I'm working on a calculator for balancing investments to match a model portfolio.
The classes that I developed look like this:
export class Portfolio {
public name: string;
public risks: Risk[];
}
export class Risk {
name: string;
funds: Fund[];
}
export class Fund {
shares: number;
value?: number;
percent: number;
}
This structure works, but the Fund[]
is really a property of the portfolio and the property on Fund
called percent is the only thing that changes between the Risks.
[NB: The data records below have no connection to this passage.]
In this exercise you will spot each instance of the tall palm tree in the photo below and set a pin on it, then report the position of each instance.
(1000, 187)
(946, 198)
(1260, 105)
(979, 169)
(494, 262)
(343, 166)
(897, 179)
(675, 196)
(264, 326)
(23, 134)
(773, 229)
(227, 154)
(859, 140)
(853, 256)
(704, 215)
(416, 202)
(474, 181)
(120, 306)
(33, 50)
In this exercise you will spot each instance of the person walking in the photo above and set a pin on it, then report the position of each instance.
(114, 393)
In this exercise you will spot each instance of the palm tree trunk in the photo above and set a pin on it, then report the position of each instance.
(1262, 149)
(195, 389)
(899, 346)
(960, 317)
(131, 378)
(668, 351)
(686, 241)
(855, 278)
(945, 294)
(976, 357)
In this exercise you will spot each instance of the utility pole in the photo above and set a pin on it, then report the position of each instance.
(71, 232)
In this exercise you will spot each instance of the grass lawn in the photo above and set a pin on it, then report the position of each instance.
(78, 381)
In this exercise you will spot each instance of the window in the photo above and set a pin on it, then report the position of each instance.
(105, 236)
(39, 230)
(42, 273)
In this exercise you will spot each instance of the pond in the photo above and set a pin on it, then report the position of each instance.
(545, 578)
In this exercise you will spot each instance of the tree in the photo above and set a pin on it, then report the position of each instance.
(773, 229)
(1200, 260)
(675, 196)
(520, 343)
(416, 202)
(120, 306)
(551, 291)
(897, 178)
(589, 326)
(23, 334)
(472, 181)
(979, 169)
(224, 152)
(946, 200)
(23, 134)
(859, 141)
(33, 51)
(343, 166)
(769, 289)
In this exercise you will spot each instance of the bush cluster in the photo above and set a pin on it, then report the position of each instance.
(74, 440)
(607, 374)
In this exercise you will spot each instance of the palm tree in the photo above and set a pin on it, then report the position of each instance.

In the application the user can toggle between risks and see what they need to buy and sell, but when they do, all of the inputs clear because they are bound to a different instance.
If funds
is moved from Risk to Portfolio how can the risk class store a value for each fund?
export class Portfolio {
name: string;
risks: Risk[];
funds: Fund[];
}
export class Risk {
constructor (public name: string, public percents: number[]) {}
}
export class Fund {
shares: number;
value?: number;
percent: number;
}
export class PortfoliosService {
setPercents(riskName) {
this.currentRisk = this.currentPortfolio.risks.filter(x => x.name === riskName)[0];
for (const i in this.currentRisk.percents) {
this.currentPortfolio.funds[i].percent = this.currentRisk.percents[i];
}
}
}
This works as well, the problem is that it relies on two independent arrays being the same size and in the same order. Is there any way to associate the percent value with an instance of fund so that if they don't match it is caught by the compiler?